Python if statement not recognized though conditions appear to be met

Question

I'm trying to add 1 to the count each time there's a new letter and keep track of the doubled letters, but python isn't going into the if statement, despite line 6 showing the conditions for the if statement are met. What am I missing?

def duplicate_count(text):
    count = 0
    doubled_letters = []
    for i in text:
        print (i)
        print(i in doubled_letters)
        if i in doubled_letters == False:
            count += 1
            doubled_letters.append(i)
    print(count)
    print(doubled_letters)
    return count

duplicate_count("abbcdea")

this returns:

a
False
b
False
b
False
c
False
d
False
e
False
a
False
0
[]

Answer 1

I think your logic is also flawed in addition to the incorrect usage of the operator. Looks like you are trying to get a count of duplicated letters, but I don't think your program will be able to do it.

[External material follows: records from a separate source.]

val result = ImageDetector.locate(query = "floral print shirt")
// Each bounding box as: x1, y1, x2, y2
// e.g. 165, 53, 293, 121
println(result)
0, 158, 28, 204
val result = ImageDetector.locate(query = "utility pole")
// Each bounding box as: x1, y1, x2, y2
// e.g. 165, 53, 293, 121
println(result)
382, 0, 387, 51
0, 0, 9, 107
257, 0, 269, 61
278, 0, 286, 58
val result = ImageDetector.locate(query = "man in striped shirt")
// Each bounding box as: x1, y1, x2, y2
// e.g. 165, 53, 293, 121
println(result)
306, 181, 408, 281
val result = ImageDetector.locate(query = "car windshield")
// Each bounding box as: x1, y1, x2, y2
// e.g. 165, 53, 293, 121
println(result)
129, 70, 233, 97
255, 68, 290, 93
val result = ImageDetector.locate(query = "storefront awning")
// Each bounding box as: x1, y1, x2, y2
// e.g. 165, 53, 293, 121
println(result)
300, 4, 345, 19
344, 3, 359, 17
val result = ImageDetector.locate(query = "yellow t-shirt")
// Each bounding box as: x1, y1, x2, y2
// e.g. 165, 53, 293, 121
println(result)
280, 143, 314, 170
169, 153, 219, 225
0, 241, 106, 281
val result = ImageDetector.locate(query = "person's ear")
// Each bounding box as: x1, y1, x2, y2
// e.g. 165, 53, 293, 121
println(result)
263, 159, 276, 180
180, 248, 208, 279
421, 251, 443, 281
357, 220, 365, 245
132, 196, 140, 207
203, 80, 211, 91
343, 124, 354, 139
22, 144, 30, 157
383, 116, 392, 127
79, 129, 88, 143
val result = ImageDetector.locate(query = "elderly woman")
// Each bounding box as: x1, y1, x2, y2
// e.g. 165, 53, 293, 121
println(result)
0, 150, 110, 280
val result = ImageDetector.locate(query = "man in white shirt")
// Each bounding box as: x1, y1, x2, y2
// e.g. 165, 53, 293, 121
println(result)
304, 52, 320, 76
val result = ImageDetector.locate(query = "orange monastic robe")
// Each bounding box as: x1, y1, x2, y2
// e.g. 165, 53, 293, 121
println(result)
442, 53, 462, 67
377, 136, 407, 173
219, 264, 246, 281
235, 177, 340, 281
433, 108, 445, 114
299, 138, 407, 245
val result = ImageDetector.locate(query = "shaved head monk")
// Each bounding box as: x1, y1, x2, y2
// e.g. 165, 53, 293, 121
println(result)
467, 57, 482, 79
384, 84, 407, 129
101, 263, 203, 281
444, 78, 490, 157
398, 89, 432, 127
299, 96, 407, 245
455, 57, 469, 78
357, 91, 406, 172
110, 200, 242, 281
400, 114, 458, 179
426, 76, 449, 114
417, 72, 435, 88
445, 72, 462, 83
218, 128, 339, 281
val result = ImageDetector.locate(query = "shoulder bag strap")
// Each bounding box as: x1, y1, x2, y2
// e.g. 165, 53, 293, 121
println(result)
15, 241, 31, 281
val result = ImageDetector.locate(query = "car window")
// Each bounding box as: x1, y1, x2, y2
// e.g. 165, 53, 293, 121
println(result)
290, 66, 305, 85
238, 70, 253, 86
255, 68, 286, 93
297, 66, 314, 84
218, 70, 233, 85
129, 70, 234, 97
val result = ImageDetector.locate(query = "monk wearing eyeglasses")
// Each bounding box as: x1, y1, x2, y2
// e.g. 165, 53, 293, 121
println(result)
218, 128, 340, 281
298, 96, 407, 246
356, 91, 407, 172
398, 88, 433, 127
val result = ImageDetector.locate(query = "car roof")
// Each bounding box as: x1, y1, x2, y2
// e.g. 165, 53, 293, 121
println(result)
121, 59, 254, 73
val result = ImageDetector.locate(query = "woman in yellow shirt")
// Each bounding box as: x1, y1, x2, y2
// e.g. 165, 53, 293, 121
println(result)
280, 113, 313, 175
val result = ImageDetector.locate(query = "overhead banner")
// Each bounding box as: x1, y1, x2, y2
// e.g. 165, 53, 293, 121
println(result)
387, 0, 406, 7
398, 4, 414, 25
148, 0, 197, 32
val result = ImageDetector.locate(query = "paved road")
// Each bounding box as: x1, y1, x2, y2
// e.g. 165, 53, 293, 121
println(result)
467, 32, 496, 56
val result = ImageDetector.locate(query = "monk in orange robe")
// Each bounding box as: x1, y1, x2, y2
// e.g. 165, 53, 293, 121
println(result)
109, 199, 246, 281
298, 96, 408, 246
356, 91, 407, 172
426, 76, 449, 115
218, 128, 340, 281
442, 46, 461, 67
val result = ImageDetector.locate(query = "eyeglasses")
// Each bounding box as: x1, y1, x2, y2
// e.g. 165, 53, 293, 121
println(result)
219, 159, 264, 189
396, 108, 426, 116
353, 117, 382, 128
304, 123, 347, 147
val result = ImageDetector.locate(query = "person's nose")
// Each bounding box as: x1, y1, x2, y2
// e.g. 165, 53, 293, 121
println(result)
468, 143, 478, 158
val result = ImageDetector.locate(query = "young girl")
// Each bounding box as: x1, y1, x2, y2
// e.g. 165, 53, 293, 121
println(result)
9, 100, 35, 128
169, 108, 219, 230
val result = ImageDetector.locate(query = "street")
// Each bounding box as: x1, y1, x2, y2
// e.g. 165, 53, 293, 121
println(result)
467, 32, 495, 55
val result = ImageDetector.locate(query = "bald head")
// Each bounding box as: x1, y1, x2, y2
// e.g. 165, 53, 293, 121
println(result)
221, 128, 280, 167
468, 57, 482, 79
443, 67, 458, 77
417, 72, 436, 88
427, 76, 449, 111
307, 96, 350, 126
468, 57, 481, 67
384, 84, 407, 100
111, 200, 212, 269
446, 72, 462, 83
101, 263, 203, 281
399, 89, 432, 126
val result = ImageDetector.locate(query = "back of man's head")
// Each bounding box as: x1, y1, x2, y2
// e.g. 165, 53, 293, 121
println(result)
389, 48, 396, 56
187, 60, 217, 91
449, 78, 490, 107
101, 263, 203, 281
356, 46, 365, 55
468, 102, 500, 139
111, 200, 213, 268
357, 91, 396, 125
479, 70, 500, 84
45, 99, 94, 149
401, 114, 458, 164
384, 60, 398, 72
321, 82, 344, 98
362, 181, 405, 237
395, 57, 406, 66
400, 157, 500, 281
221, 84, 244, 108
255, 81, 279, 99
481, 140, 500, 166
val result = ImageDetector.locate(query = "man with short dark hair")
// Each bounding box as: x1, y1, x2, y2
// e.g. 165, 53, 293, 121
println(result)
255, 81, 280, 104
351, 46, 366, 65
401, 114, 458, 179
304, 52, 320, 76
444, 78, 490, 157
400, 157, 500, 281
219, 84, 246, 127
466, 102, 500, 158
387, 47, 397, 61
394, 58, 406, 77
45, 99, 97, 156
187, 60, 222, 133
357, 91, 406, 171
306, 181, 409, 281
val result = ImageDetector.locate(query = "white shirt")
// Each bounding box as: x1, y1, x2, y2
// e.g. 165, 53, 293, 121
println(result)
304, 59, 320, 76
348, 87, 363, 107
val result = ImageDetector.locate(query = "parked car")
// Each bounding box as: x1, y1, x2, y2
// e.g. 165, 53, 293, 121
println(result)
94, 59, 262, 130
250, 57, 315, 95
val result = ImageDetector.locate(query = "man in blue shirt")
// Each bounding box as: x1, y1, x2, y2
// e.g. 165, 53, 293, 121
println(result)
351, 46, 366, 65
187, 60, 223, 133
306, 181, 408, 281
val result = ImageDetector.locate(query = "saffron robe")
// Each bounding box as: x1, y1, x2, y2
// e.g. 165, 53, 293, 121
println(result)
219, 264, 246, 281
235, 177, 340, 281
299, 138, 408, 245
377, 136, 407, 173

I guess you are expecting something like this:

def duplicate_count(text):
    count = 0
    letters = []
    for i in text:
        if i not in doubled_letters:
            letters.append(i)
        else:
            count += 1

    print(count)
    return count

duplicate_count("abbcdea")

In the above code, I am trying to add every letter to a list and if they are duplicated, I increase the count. Based on this, you should be getting 2 as a and b are duplicated in the input.

Answer 2

in is a comparison operator, so it gets chained with ==. Your expression is equivalent to

(i in doubled_letters) and (double_letters == False)

You could "break the chain", so to speak, using explicit parentheses:

if (i in double_letters) == False:

but direct comparisons to Boolean literals are rarely, if ever, necessary. Just write

if i not in double_letters:

(Note that not in is a single, two-word operator, not an application of not to in. The equivalent with in would be not (i in double_letters).)